In the days after his death, accusations circulated online that The Daily Star and its sister publication Prothom Alo had contributed to a climate hostile to Hadi. The newspapers rejected the claims, and no evidence was publicly presented to substantiate them.
Social media posts accused the outlets of acting as “agents” for India, reflecting broader political tensions that have shaped Bangladesh’s domestic debate in recent months. Protests had already been staged outside the newspapers’ offices before the night of the attack.
“We knew they would burn the building”
Zyma Islam, an investigative reporter at The Daily Star, was finishing a front-page story shortly after midnight when colleagues warned that a crowd was moving along Kazi Nazrul Islam Avenue, Dhaka’s media district.
Minutes later, bricks smashed through the building’s windows.
“It wasn’t sporadic,” Islam later recalled. “You could tell there were a lot of people outside.”
Some staff managed to leave. Twenty-eight remained inside as the noise intensified. Islam and others decided against locking themselves in the newsroom, fearing that fire would follow. Instead, they climbed nine floors to the rooftop.
By 00:50 local time, smoke had engulfed the stairwell. The fire, set on lower floors, funnelled upward through the elevator shaft. On the roof — a small garden space — staff locked the iron access door and barricaded it with heavy planters.

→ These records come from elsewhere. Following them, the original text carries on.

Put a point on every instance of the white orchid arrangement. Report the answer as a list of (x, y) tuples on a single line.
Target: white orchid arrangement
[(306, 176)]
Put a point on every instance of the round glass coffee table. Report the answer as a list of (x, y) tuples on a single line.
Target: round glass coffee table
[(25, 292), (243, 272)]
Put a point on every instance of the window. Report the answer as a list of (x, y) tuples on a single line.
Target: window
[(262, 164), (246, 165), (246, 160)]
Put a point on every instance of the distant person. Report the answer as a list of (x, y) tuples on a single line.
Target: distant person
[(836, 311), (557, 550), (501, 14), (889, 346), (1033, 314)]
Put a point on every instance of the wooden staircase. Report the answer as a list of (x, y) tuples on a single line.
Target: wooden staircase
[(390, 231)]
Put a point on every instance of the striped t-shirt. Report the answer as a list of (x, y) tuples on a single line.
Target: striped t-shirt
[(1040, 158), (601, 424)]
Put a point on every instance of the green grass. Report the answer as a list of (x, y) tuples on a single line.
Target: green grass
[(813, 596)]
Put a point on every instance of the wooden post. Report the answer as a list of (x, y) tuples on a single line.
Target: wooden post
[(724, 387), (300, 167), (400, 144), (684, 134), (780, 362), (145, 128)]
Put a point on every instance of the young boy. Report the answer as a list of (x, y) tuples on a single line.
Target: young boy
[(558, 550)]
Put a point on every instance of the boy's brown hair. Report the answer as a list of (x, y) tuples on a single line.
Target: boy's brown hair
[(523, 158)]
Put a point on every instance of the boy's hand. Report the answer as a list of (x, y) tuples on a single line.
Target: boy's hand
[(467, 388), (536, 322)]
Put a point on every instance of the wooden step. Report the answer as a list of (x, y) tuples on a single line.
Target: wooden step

They avoided the edges to prevent motion-activated lights from revealing their position. Down below, flames spread through offices and public areas.
Islam posted a message on Facebook: “I can’t breathe any more. There’s too much smoke. I’m inside. You are killing me.”
Four hours in smoke and darkness
As the fire intensified, journalists soaked shirts and handkerchiefs with water from a rooftop tap and pressed them to their faces. They lay flat in search of cleaner air. Some phoned relatives. One colleague considered jumping to an adjacent building two floors below but was restrained.
At least one staff member collapsed amid the smoke. Islam later said that moment made her fear a fatality was imminent.
Police were contacted during the early stages of the crisis. An army rescue operation began around 4:30 a.m. Soldiers formed a cordon, pushing back the crowd long enough for those trapped to descend the smoke-filled stairwell and escape through the rear of the building.
At ground level, a ladder was propped against a back wall. On the other side, a broken rickshaw van was positioned to cushion their fall. Staff climbed over and jumped down. Several sustained minor injuries.
Islam later sought treatment for carbon monoxide exposure.
Extensive damage and financial losses
The attack caused widespread destruction inside the building. According to the newspaper, furniture was smashed, archives burned, and a ground-floor auditorium gutted. The photo department, which housed decades of archival material, was stripped of equipment. Offices were looted and vandalised up to the seventh floor.
The publication estimated losses at approximately $2 million.
Despite the damage, staff resumed work within hours. Reporters operated remotely while repairs began. Within two weeks, two editorial floors were restored. On 20 December, the paper returned to print with a single-word headline: “Unbowed.”
Managing editor Kamal Ahmed described the return to publication as a statement of continuity rather than defiance. “We are not going to give up,” he said.
Investigations and unanswered questions
Police reported 37 arrests in the immediate aftermath — 11 related to the attack on The Daily Star and 26 concerning Prothom Alo. Authorities said they had identified an individual accused of inciting violence on social media but had yet to apprehend him.
Nearly three months later, questions remain over who organized the assaults and what specific motives lay behind them.
Bangladesh is not formally designated a conflict zone. However, press freedom groups have repeatedly raised concerns about harassment, intimidation and legal pressures facing journalists in the country. The Dhaka newsroom attack has intensified scrutiny of protections available to media workers.
Islam rejects framing the episode as extraordinary in her career. Threats, she says, are part of the profession’s landscape in Bangladesh.
“We got through one night,” she said. “We can get through another.”
The newsroom’s scars remain visible — broken glass stacked by the entrance, sections under repair, insurers assessing losses. Diplomats and visitors continue to tour the site, underscoring the international resonance of the attack.
For the journalists who spent four hours on a smoke-filled rooftop, the memory is less symbolic than physical: the darkness, the choking air, and the sound of flames rising through the building they had worked in for years.